McDaniel then assesess the students on the information they covered, who then build on that information in the next lab period by using the bones and bone markings as references for learning the muscles.
“It forces students to come to lab prepared for learning muscles,” she said. “It gives us time to do hands-on learning.”
McDaniel also gathered statistics while flipping her lessons and found that both students’ grades and students’ positive perceptions of the course improved.
Daday recently gave a presentation about flipped classrooms and McDaniel’s study at the Mar. 24 Board of Regents Meeting.
He said Board of Regents member, Phillip Bale recently wrote a book involving flipped classrooms.

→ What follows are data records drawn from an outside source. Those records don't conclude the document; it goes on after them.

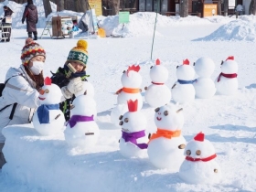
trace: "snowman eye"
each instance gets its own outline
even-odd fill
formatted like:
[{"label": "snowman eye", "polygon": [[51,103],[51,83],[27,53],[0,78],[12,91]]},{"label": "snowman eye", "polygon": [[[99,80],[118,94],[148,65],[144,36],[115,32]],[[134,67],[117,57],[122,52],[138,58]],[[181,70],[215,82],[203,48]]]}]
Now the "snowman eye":
[{"label": "snowman eye", "polygon": [[157,107],[157,108],[155,110],[155,112],[159,112],[159,110],[160,110],[160,108],[159,108],[159,107]]},{"label": "snowman eye", "polygon": [[200,151],[200,150],[197,150],[197,151],[196,151],[196,154],[197,154],[197,155],[201,155],[201,151]]},{"label": "snowman eye", "polygon": [[187,150],[187,151],[186,151],[186,155],[191,155],[191,151],[190,151],[190,150]]}]

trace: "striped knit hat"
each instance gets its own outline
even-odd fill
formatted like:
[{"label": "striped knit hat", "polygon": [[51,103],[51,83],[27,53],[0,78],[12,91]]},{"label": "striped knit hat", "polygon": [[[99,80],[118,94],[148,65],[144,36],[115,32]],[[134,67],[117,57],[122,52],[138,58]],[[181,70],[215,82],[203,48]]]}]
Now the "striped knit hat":
[{"label": "striped knit hat", "polygon": [[21,61],[25,66],[28,65],[29,60],[36,56],[44,56],[46,58],[45,49],[32,38],[26,39],[25,46],[21,50]]},{"label": "striped knit hat", "polygon": [[66,64],[71,61],[76,61],[86,67],[88,61],[88,52],[87,52],[87,41],[79,40],[77,42],[77,47],[73,48],[68,56]]}]

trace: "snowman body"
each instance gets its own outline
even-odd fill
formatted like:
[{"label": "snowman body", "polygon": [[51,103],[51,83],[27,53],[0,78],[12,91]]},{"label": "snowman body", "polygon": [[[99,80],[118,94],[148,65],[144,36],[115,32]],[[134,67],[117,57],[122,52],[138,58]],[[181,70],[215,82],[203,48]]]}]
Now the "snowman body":
[{"label": "snowman body", "polygon": [[198,78],[193,85],[197,98],[208,99],[215,94],[215,83],[210,78],[214,69],[215,64],[209,58],[202,57],[195,62],[195,71]]},{"label": "snowman body", "polygon": [[233,95],[238,91],[237,79],[238,63],[229,57],[221,65],[221,73],[215,80],[217,93],[220,95]]},{"label": "snowman body", "polygon": [[178,171],[183,162],[186,140],[181,134],[184,116],[181,109],[172,103],[155,110],[156,133],[153,133],[147,148],[150,162],[157,168]]},{"label": "snowman body", "polygon": [[121,118],[122,137],[119,148],[122,155],[127,158],[146,155],[148,138],[146,135],[146,118],[137,111],[137,101],[128,101],[129,112]]},{"label": "snowman body", "polygon": [[32,119],[34,128],[40,134],[52,135],[63,133],[65,117],[59,106],[61,97],[60,89],[52,84],[49,78],[46,78],[45,85],[38,96],[40,106]]},{"label": "snowman body", "polygon": [[123,72],[121,78],[123,88],[117,92],[117,103],[126,104],[127,101],[138,101],[138,110],[143,107],[143,97],[141,94],[142,76],[139,74],[139,66],[133,65]]},{"label": "snowman body", "polygon": [[[189,184],[209,184],[220,180],[221,170],[216,162],[213,145],[198,133],[185,148],[186,159],[179,168],[179,176]],[[199,138],[199,139],[197,139]]]},{"label": "snowman body", "polygon": [[196,91],[193,83],[196,81],[194,79],[195,70],[189,65],[187,59],[183,65],[176,69],[177,81],[171,89],[173,100],[180,104],[191,102],[195,100]]},{"label": "snowman body", "polygon": [[70,146],[82,148],[96,144],[100,135],[96,114],[96,102],[92,97],[80,95],[73,101],[71,118],[64,131],[65,140]]},{"label": "snowman body", "polygon": [[150,79],[152,84],[145,90],[144,100],[151,107],[161,107],[171,101],[171,91],[165,84],[168,80],[168,70],[160,65],[160,60],[156,60],[156,65],[150,69]]}]

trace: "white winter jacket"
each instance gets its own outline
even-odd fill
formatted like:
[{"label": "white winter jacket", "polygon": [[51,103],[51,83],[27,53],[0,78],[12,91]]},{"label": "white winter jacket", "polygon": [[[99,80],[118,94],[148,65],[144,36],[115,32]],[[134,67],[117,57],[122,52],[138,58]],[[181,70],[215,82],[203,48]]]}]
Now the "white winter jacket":
[{"label": "white winter jacket", "polygon": [[[11,105],[0,112],[0,143],[5,140],[2,134],[4,127],[30,123],[35,110],[39,105],[39,93],[36,90],[36,83],[27,75],[23,65],[18,69],[10,68],[5,76],[5,80],[7,80],[0,97],[0,110],[6,105]],[[14,117],[10,120],[9,116],[15,102],[17,105]]]}]

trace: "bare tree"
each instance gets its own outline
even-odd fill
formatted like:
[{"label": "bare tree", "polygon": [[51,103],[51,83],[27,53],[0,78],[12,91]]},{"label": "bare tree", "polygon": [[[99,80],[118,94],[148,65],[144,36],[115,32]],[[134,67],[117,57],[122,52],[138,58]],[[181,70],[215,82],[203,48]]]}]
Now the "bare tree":
[{"label": "bare tree", "polygon": [[43,0],[46,18],[52,12],[49,0]]}]

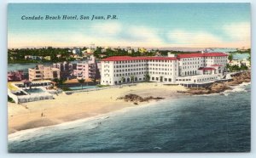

Bale approached Provost David Lee about having a presentation on flipped classrooms at the meeting, and Lee asked Daday to give the presentation.
“I was thrilled about it,” Daday said. “We have faculty on campus that are doing some amazing things in their classrooms. A university is about academics, and it’s about the teaching and learning environment. So, my hope is that we can establish something that’s more integrated.”
“I don’t think employers want to hire our graduates if all they can do is listen and regurgitate information,” Daday said. “Employers want graduates who, yes, know some things, but they also know how to apply it and synthesize it. If we don’t give our students the opportunity to do that in our classes, then they’re not going to be able to do it when they graduate.”